The business innovation arm of Coca-Cola Europacific Partners (CCEP) —
the world’s largest Coca-Cola bottler and one of the world's leading consumer
goods companies — has invested in a tech startup turning wastewater into clean
electricity.
CCEP Ventures has led an investment
round for Pipeline Organics — a UK-based
climate-tech company focused on converting sugar-rich wastewater into “a
continuous supply of planet-friendly electricity” to help power CCEP’s food and
drink manufacturing operations.
Pipeline Organics — which manufactures portable fuel cells that can generate
electricity and heat through an electrochemical reaction — secured £800,000 in
the round led by CCEP, as well as additional grant funding from Innovate
UK.
Pipeline told The
Grocer
that the funding will help scale its technology from a laboratory setting to
“real-life operational environments,” including Coca-Cola manufacturing sites
across Europe.
It will also streamline development for more applications of this “cleaner and
cheaper” energy within the food and drink industry; Pipeline’s first commercial
product is on track to be launched by the end of 2025.

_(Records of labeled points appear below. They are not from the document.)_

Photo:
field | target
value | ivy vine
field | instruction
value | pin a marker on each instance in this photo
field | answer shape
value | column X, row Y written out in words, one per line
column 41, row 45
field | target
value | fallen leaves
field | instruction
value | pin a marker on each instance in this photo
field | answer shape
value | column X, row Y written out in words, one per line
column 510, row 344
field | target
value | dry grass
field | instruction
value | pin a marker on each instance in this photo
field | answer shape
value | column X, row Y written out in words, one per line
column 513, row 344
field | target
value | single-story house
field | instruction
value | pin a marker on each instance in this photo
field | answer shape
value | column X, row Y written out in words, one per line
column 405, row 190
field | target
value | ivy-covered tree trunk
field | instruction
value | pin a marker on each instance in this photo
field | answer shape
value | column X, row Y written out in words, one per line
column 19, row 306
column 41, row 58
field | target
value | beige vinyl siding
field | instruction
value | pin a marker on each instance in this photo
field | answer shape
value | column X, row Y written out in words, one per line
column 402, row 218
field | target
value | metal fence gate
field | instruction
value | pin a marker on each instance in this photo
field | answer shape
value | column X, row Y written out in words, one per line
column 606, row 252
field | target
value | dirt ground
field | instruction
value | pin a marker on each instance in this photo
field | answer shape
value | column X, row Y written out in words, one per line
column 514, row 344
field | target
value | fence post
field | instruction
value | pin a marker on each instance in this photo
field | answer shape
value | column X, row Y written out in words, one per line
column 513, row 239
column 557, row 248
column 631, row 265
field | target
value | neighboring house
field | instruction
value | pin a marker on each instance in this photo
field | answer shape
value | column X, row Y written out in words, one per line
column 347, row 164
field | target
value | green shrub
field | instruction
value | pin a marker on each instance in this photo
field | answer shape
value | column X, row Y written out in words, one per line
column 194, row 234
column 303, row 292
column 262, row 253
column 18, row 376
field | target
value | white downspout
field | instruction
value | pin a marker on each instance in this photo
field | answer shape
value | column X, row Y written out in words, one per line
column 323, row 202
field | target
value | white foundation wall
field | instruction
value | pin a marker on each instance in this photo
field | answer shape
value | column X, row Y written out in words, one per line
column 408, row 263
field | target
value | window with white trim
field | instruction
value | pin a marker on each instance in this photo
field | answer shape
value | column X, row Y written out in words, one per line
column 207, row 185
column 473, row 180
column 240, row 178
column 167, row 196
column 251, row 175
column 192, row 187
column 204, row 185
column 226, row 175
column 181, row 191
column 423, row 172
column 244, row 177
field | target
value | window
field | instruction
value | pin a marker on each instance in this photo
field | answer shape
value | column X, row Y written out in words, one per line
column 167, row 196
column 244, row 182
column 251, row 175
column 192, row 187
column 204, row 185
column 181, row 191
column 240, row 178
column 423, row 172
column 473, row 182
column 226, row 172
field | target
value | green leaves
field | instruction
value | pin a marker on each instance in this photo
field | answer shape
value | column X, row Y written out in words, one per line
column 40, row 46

“Volatile energy prices, inefficient distribution networks, deteriorating
infrastructure and unreliable supply chains are creating huge problems for
industries worldwide,” said Pipeline Organics co-founder and CEO Arielle
Torres. “Existing
renewable-energy technologies are just not good enough, and we desperately need
more innovative energy solutions fit for the future.
“Our technology has the potential to solve many of these challenges as it
promises to deliver clean, cost-effective renewable electricity 24/7 directly on
site — stabilizing energy access and operational costs without sacrificing
sustainability.”
This is just the latest in a string of strategic partnerships and investments
from CCEP Ventures aimed at scaling circular technologies that harness
industrial waste streams as manufacturing resources: In 2022, the company joined
forces with the University of California Berkeley to develop scalable
methods of converting captured CO2 into
sugar.
Then, in 2023, the company funded Swansea University
research
into how carbon captured from industrial plants can be reused to make new
plastic
packaging;
and partnered with Universitat Rovira i Virgili in Spain and the
Netherlands’ University of Twente to accelerate their research into
carbon-capture
technology
and explore how captured CO₂ can be turned into a variety of useful products for
CCEP’s supply chain — including packaging materials and sugar, carbonation for
soft drinks or fuel to power its factories.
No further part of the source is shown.